[Unbound-users] ~10% performance increase in worker_handle_request()
Robert Edmonds
edmonds at debian.org
Sun Dec 29 19:41:36 UTC 2013
Hi,
I've been testing Unbound 1.4.21's performance with the trafgen tool
from the netsniff-ng toolkit, with a stream of UDP queries for the same
qname/qtype in order to test Unbound's 100% cache hit rate performance,
and using Linux's traffic control facility to vary the query load
offered to the Unbound server.

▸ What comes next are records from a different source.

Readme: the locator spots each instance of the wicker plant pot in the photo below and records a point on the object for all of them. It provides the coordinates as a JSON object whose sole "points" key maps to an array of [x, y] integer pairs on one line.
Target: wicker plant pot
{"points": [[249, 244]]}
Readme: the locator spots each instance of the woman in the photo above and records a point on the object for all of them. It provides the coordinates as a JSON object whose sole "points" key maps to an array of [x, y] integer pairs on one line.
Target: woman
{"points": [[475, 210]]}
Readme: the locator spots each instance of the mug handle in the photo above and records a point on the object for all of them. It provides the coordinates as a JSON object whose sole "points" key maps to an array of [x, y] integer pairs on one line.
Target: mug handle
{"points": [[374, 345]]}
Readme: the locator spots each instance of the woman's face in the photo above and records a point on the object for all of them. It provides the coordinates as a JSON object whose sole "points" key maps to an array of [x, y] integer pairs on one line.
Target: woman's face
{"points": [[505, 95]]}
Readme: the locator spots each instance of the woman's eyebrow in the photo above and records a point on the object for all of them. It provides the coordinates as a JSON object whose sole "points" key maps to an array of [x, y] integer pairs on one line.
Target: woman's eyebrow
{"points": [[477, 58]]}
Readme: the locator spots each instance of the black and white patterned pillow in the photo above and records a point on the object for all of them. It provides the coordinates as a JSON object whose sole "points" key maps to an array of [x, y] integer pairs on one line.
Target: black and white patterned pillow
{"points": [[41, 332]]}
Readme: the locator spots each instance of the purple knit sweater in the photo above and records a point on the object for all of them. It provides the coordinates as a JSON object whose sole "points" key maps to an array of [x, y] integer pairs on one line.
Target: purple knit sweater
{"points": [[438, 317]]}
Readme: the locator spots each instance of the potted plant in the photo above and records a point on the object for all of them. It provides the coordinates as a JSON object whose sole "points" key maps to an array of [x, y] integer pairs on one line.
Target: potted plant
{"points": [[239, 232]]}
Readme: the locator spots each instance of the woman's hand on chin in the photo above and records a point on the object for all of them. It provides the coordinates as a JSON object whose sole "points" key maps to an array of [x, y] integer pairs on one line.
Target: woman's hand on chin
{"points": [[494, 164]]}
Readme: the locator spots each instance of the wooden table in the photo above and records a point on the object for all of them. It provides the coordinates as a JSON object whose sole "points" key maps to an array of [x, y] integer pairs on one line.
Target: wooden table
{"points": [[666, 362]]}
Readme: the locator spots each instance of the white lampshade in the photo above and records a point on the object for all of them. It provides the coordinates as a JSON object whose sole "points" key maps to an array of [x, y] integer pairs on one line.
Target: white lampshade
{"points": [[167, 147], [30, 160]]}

Then I use Linux's perf utility to
record performance data about the system under different query loads.
I read http://www.unbound.net/documentation/howto_optimise.html and
configured the following settings in my Unbound config file:
num-threads: 4
so-rcvbuf: 8m
so-sndbuf: 8m
msg-cache-slabs: 8
rrset-cache-slabs: 8
infra-cache-slabs: 8
key-cache-slabs: 8
Under high loads but not under low loads, it appears the local_zone
lookup in worker_handle_request() is quite costly. Here are the top 10
profiled functions, with the top 2 function's call chains expanded:
- 7.22% unbound unbound [.] dname_lab_cmp
- dname_lab_cmp
- 78.04% local_zone_cmp
rbtree_find_less_equal
local_zones_lookup
worker_handle_request.part.19.13072.2480
comm_point_udp_callback.4353
event_base_loop
+ comm_base_dispatch
- 19.46% compress_tree_lookup.15131
packed_rrset_encode.15189
reply_info_encode.3179
reply_info_answer_encode
worker_handle_request.part.19.13072.2480
comm_point_udp_callback.4353
event_base_loop
+ comm_base_dispatch
+ 0.88% rbtree_find_less_equal
+ 0.53% packed_rrset_encode.15189
- 5.60% unbound libpthread-2.17.so [.] pthread_spin_lock
- pthread_spin_lock
- 53.14% worker_handle_request.part.19.13072.2480
comm_point_udp_callback.4353
event_base_loop
+ comm_base_dispatch
- 46.86% comm_point_udp_callback.4353
event_base_loop
+ comm_base_dispatch
+ 4.87% unbound [kernel.kallsyms] [k] _raw_spin_lock
+ 3.44% unbound [kernel.kallsyms] [k] _raw_spin_lock_bh
+ 3.35% unbound [kernel.kallsyms] [k] __ip_select_ident
+ 3.26% unbound [kernel.kallsyms] [k] fib_table_lookup
+ 3.12% unbound libpthread-2.17.so [.] pthread_rwlock_rdlock
+ 2.84% unbound [kernel.kallsyms] [k] fget_light
+ 2.80% unbound libpthread-2.17.so [.] pthread_rwlock_unlock
+ 2.78% unbound unbound [.] packed_rrset_encode.15189
I believe the calls to dname_lab_cmp() (#1) and pthread_spin_lock() (#2)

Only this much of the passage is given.